An important contribution of this study is the identification of cultural groups based on the dimensions of cultural-self (Brewer & Chen, 2007). The emergence of five cultural clusters or groups in this study—"enthusiasts," "autonomous," "sociables," "affables," and "family-oriented"—confirm the multidimensionality of the individualism-constructivism construct (Bond, 2002; Fiske, 2002; Ho & Chiu, 1994; Triandis & Gelfand, 1998).

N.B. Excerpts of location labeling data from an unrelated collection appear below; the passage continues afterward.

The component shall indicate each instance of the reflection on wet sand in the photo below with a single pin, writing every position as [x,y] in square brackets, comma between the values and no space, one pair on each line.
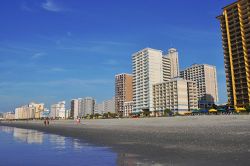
[58,141]
[29,136]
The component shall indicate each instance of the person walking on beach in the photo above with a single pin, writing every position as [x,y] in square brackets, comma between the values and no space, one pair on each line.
[47,121]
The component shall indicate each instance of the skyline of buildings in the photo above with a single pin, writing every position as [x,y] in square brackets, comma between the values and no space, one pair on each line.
[176,94]
[205,77]
[151,67]
[235,29]
[105,106]
[123,91]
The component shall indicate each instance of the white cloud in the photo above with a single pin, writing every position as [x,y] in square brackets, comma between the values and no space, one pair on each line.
[111,62]
[57,69]
[51,6]
[37,55]
[25,7]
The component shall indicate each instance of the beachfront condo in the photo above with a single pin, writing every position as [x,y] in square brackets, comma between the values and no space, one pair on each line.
[235,28]
[176,94]
[123,91]
[206,80]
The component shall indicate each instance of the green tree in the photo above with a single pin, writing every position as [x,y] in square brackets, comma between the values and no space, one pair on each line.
[167,112]
[105,115]
[248,108]
[146,113]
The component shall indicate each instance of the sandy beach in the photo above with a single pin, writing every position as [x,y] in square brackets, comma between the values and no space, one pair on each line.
[197,140]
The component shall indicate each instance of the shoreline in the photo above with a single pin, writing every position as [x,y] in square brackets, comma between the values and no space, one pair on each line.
[194,140]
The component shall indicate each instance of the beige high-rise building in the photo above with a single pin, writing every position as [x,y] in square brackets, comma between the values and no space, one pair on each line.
[174,62]
[123,91]
[177,95]
[128,108]
[150,67]
[235,28]
[75,108]
[206,79]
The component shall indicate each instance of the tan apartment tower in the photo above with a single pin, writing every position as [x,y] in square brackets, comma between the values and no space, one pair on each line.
[123,91]
[206,80]
[235,28]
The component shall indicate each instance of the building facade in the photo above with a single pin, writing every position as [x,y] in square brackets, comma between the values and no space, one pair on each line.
[147,71]
[75,105]
[88,106]
[205,77]
[177,95]
[235,28]
[123,91]
[150,67]
[174,62]
[30,111]
[58,110]
[128,108]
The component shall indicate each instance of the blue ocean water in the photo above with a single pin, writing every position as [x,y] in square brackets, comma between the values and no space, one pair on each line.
[22,147]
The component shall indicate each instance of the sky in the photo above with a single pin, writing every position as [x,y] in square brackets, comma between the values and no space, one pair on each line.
[53,50]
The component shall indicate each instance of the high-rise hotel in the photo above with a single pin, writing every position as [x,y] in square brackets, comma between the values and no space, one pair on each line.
[235,28]
[151,67]
[206,80]
[123,91]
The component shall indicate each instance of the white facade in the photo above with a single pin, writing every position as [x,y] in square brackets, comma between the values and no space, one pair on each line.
[128,108]
[176,95]
[105,106]
[151,67]
[99,108]
[25,112]
[147,70]
[174,61]
[58,110]
[88,105]
[109,105]
[75,107]
[206,79]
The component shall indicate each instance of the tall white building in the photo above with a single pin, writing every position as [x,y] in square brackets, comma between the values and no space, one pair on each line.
[147,70]
[109,105]
[105,106]
[99,108]
[206,79]
[75,108]
[88,105]
[174,62]
[150,67]
[177,95]
[58,110]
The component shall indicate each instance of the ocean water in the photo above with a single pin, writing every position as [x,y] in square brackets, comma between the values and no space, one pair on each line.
[22,147]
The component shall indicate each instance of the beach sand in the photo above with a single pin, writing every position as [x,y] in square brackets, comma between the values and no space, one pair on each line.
[193,140]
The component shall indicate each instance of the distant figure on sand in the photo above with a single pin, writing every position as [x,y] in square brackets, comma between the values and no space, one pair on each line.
[78,120]
[46,122]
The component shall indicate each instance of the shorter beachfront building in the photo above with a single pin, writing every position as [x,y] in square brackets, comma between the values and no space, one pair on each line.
[177,95]
[8,115]
[128,108]
[30,111]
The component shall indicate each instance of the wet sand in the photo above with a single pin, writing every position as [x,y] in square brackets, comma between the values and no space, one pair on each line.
[197,140]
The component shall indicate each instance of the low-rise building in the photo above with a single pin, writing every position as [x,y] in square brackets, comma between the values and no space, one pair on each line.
[177,95]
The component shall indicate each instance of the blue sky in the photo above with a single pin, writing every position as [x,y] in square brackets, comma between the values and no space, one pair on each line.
[52,50]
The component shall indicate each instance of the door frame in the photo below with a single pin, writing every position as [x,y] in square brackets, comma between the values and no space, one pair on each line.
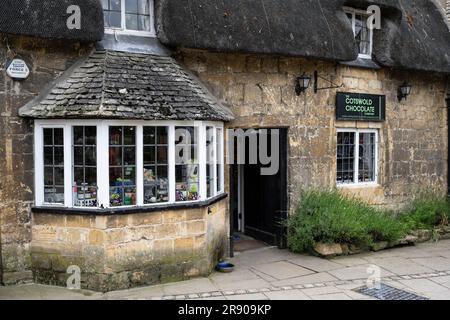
[278,216]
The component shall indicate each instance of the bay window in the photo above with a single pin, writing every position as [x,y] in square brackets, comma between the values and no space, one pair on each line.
[357,156]
[187,168]
[84,166]
[122,166]
[53,165]
[156,164]
[113,164]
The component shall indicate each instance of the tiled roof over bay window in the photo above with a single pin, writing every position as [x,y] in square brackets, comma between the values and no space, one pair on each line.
[118,85]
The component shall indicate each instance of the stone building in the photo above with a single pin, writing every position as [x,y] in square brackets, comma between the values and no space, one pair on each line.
[90,136]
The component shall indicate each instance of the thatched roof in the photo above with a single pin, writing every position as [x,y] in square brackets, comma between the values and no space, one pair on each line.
[414,33]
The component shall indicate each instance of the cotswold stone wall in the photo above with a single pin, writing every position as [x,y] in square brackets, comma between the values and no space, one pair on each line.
[260,91]
[123,251]
[46,61]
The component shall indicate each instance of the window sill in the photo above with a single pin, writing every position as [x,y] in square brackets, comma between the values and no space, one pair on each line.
[128,210]
[358,185]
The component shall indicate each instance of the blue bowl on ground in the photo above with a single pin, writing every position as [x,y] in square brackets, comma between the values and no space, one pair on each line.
[225,267]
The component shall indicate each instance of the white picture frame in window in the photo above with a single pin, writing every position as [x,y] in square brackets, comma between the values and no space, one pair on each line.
[124,31]
[354,12]
[356,183]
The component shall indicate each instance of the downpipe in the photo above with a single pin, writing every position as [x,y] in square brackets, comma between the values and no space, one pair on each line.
[447,100]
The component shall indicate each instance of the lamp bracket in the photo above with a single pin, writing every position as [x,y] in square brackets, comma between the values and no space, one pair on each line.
[316,83]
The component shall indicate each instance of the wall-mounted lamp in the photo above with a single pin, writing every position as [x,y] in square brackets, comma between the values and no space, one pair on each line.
[404,91]
[302,83]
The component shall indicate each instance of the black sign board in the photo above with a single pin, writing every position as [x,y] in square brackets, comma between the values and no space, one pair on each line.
[360,107]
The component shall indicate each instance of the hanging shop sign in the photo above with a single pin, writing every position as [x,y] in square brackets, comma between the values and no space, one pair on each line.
[360,107]
[18,69]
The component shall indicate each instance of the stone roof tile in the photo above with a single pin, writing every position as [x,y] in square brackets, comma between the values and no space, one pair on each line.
[119,85]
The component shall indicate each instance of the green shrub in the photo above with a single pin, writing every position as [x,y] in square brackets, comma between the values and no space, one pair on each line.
[330,217]
[428,210]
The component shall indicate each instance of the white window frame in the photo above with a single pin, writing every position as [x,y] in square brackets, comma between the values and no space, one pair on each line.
[354,12]
[124,31]
[355,182]
[103,160]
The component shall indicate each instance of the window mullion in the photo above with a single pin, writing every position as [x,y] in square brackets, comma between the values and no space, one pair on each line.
[356,170]
[139,165]
[214,160]
[202,160]
[39,160]
[171,168]
[122,14]
[103,165]
[68,158]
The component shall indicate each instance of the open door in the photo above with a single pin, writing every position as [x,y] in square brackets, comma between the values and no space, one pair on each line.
[259,202]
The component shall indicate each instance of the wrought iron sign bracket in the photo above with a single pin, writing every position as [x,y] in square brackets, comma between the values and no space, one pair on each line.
[316,83]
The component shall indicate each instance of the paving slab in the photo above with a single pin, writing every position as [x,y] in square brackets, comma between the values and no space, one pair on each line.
[356,272]
[435,263]
[321,290]
[349,261]
[424,286]
[320,277]
[315,264]
[243,284]
[41,292]
[400,265]
[287,295]
[190,286]
[138,293]
[332,296]
[443,281]
[283,270]
[251,296]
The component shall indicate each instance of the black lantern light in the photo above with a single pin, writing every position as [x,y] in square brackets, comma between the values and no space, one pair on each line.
[404,91]
[302,84]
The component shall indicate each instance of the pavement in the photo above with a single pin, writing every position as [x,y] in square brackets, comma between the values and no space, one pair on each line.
[273,274]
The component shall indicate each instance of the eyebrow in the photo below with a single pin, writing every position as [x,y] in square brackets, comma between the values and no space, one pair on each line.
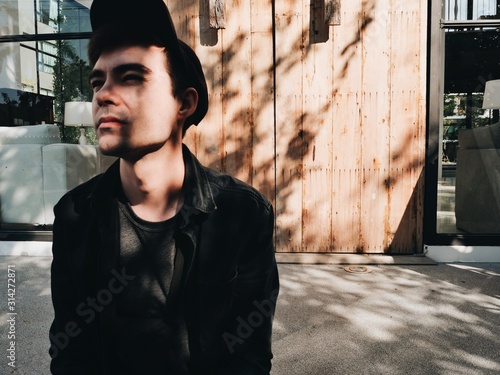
[120,69]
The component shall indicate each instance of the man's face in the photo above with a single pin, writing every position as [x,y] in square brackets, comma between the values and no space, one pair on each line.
[134,110]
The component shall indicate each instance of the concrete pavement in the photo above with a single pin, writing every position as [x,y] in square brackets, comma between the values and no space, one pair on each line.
[394,319]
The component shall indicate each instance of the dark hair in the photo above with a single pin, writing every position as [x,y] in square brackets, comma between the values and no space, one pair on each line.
[117,35]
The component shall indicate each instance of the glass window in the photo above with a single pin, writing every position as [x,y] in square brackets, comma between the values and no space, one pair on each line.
[43,46]
[469,174]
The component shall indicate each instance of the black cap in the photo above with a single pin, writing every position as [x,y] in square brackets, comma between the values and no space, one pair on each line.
[155,14]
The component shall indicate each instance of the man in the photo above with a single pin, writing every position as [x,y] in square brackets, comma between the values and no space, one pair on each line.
[160,265]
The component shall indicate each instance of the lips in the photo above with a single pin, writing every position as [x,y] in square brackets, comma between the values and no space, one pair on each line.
[108,122]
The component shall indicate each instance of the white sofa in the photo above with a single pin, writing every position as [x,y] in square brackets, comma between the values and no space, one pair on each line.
[477,194]
[36,169]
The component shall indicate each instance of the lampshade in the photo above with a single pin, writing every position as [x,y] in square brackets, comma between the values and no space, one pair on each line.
[78,114]
[491,99]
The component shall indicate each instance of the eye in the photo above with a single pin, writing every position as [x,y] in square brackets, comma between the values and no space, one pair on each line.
[96,84]
[131,78]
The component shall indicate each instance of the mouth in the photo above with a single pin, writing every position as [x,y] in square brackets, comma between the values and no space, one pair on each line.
[108,122]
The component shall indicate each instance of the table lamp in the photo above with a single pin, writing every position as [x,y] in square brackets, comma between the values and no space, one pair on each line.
[79,114]
[491,98]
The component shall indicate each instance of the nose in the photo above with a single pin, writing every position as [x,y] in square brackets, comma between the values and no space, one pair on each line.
[106,94]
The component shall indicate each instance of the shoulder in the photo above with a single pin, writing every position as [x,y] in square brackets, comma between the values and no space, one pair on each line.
[227,188]
[77,199]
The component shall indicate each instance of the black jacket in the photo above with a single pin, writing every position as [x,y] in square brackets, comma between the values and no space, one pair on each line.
[227,291]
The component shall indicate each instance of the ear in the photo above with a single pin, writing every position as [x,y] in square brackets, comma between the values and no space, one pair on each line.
[189,102]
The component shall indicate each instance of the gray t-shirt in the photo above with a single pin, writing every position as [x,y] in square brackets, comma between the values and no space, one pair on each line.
[151,337]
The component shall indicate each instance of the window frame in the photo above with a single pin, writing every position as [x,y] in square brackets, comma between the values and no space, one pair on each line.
[435,84]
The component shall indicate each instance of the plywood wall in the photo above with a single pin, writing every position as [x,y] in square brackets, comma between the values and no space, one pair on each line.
[327,121]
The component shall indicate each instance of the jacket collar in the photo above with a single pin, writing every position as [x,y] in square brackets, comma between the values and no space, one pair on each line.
[198,195]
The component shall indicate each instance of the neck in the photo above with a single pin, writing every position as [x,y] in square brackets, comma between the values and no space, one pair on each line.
[153,184]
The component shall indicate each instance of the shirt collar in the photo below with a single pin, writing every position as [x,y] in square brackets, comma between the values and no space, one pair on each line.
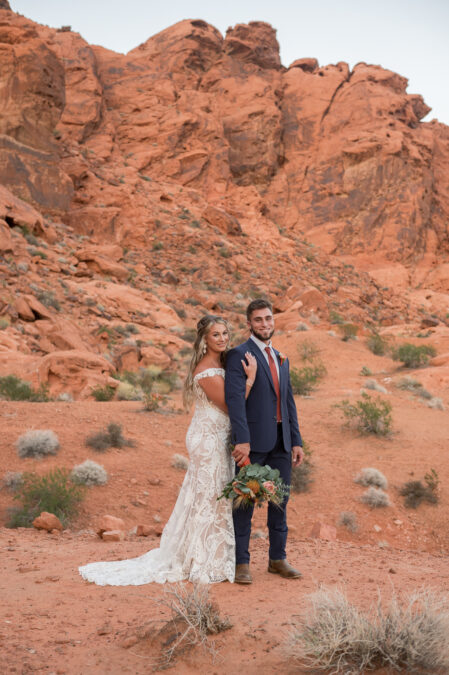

Overall results from this study confirm applicability of elements of the theory of planned behavior in a non-western cultural context. As proposed by Ajzen (1991), attitudes, subjective norms, and perceived behavioral control were important predictors of behavioral intentions related to Indian consumers' mall shopping preferences and behaviors. Among the three antecedents of patronage intentions towards malls in India (i.e., subjective norms, attitude towards mall attributes, and perceived behavioral control), perceived behavioral control had the greatest effect on purchase intentions. This study provides useful insights into mall shopping behavior of Indian consumers. Mall managers and retailers in India will benefit from knowledge of Indian consumers' clusters. Theoretical contributions include an understanding of the multidimensionality of the cultural-self construct and the antecedents of Indian mall shoppers' patronage intentions. Results of this study provide a deeper understanding of the reasons Indian consumers go shopping, and specifically why they patronize malls. Findings from this research provide important insight for retailers' strategic marketing activities directed at different consumer groups. It is posited that effective marketing communication for different consumer groups could be improved by better understanding the cultural-orientation, mindsets, and shopping motives of Indian consumers.